In addition to the MCP tools (core / sessions / dashboards), the Whet MCP exposes 2 prompts and 2 resources. Prompts are guiding templates that the client invokes when the user selects them explicitly. Resources are URIs the agent reads as context before acting.

Prompts

Prompts return a message ready to send to the model — placeholders already filled, workflow narrated step by step. In Claude Desktop they show up in the / menu, in Cursor in the palette.

draft_from_handle

Guides the "build a draft analyzing recent posts from a handle" flow end-to-end.

Arguments:

NameTypeRequiredDescription
handlestringyesHandle to track (with or without @).
intentstring (min 10)yesWhy this handle matters, 1–2 sentences.
max_draftsstringnoCap on drafts from the first batch. Default "3".

Returned workflow:

  1. Call create_pipeline_from_intent with the handle, the intent and a fresh idempotency_key.
  2. Poll the returned run.
  3. When the pipeline reports ready (or read_inbox returns posts), call list_posts and pick the top-engagement candidates.
  4. For each top-N candidate, call start_draft with a unique idempotency_key per post.
  5. Report back the run IDs so the user can review.

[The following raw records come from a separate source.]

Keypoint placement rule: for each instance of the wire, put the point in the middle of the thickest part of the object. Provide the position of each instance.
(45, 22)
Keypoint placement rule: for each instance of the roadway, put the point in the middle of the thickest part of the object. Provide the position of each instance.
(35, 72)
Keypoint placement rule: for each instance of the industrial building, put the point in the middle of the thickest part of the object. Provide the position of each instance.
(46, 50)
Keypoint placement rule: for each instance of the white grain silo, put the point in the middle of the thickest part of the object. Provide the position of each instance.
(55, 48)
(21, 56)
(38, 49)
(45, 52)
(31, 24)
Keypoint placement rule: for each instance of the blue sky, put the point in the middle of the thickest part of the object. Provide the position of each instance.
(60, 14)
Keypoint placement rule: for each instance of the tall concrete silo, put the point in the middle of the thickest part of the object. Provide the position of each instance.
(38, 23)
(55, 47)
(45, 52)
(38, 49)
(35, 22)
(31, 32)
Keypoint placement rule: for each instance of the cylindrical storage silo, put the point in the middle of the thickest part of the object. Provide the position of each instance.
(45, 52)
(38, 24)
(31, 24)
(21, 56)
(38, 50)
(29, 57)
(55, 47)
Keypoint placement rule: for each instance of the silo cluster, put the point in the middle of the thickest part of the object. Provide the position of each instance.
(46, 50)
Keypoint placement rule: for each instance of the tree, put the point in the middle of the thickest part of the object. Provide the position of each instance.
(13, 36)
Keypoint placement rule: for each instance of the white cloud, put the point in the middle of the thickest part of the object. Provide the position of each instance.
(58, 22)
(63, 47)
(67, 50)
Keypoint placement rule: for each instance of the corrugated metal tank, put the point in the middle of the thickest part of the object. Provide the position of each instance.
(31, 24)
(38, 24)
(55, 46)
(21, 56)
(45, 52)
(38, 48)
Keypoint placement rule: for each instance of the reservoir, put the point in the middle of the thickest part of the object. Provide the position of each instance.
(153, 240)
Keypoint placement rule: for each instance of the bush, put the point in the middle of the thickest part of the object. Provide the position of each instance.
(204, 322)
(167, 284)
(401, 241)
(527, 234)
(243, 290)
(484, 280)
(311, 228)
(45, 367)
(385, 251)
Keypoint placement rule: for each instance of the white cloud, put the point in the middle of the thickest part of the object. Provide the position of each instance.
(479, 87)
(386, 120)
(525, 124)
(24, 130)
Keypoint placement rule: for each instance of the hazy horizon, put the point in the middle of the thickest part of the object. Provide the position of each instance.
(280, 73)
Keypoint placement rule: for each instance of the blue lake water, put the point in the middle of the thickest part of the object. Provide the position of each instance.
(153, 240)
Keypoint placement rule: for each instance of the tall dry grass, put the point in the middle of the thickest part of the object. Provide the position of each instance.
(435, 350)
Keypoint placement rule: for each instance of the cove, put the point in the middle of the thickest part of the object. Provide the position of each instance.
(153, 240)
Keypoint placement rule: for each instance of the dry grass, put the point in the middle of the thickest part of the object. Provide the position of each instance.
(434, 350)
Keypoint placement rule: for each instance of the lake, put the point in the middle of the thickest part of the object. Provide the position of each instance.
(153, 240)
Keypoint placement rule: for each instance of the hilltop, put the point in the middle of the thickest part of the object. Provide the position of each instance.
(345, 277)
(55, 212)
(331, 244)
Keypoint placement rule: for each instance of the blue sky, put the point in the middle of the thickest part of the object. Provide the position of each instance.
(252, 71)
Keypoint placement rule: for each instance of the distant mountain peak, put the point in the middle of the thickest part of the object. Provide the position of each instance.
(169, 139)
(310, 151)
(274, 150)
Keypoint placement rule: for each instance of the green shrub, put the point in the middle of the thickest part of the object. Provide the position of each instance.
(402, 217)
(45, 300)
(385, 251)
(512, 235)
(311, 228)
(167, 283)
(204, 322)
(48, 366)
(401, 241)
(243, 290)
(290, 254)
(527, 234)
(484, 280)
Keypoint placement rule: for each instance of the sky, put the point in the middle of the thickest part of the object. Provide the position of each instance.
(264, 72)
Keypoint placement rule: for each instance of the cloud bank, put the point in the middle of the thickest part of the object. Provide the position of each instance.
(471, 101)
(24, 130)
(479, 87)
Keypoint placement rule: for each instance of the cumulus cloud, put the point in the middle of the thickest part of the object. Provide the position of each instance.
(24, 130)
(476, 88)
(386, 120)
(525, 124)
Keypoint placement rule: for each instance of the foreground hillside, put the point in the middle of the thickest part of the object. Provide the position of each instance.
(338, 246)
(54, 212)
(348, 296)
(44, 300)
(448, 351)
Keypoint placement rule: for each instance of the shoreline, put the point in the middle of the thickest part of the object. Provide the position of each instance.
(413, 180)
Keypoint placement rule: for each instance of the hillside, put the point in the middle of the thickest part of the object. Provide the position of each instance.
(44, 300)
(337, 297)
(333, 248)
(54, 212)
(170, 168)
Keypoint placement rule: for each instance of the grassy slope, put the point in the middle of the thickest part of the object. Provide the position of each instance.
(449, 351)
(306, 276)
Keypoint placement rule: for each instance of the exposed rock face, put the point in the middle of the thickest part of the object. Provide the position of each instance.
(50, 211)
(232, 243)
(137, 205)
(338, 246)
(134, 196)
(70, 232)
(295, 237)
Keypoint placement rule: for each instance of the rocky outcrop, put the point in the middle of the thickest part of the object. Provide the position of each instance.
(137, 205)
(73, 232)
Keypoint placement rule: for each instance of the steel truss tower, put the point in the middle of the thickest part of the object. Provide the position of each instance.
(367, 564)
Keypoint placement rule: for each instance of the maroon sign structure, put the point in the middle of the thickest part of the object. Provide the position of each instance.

When to use: the operator wants quick drafts without creating a persistent pipeline from the UI.

refine_post

Guides the free-form refinement loop on an existing artifact.

Arguments:

NameTypeRequiredDescription
artifact_idstringyesrf_<uuid> or bf_<uuid> of the draft to refine.
goalstring (min 10)yesNatural-language goal — "shorter and punchier", "match @balajis voice", etc.

Returned workflow:

  1. Read the current draft via the artifact://{artifact_id} resource.
  2. Pick the refinement_type that matches the goal:
    • shorter / tighter / condenserefinement_type=shorter
    • punchier / sharper hookrefinement_type=more_punchy
    • tone shiftrefinement_type=change_tone with params: { new_tone: ... }
    • emulate voicerefinement_type=match_voice with params: { handle: @... }
  3. Call the refinement endpoint (POST /artifacts/{parent_id}/refine on the backend, or the /api/picko/refinements facade) with parent_id=rf_<uuid> | bf_<uuid>.
  4. Poll the new artifact; loop if it still misses the goal.
  5. Once satisfactory, call publish_artifact on the final child.

When to use: after reading the inbox and picking a draft that needs a variant. It's the agent-friendly form of a loop the client can iterate without asking the human for more input.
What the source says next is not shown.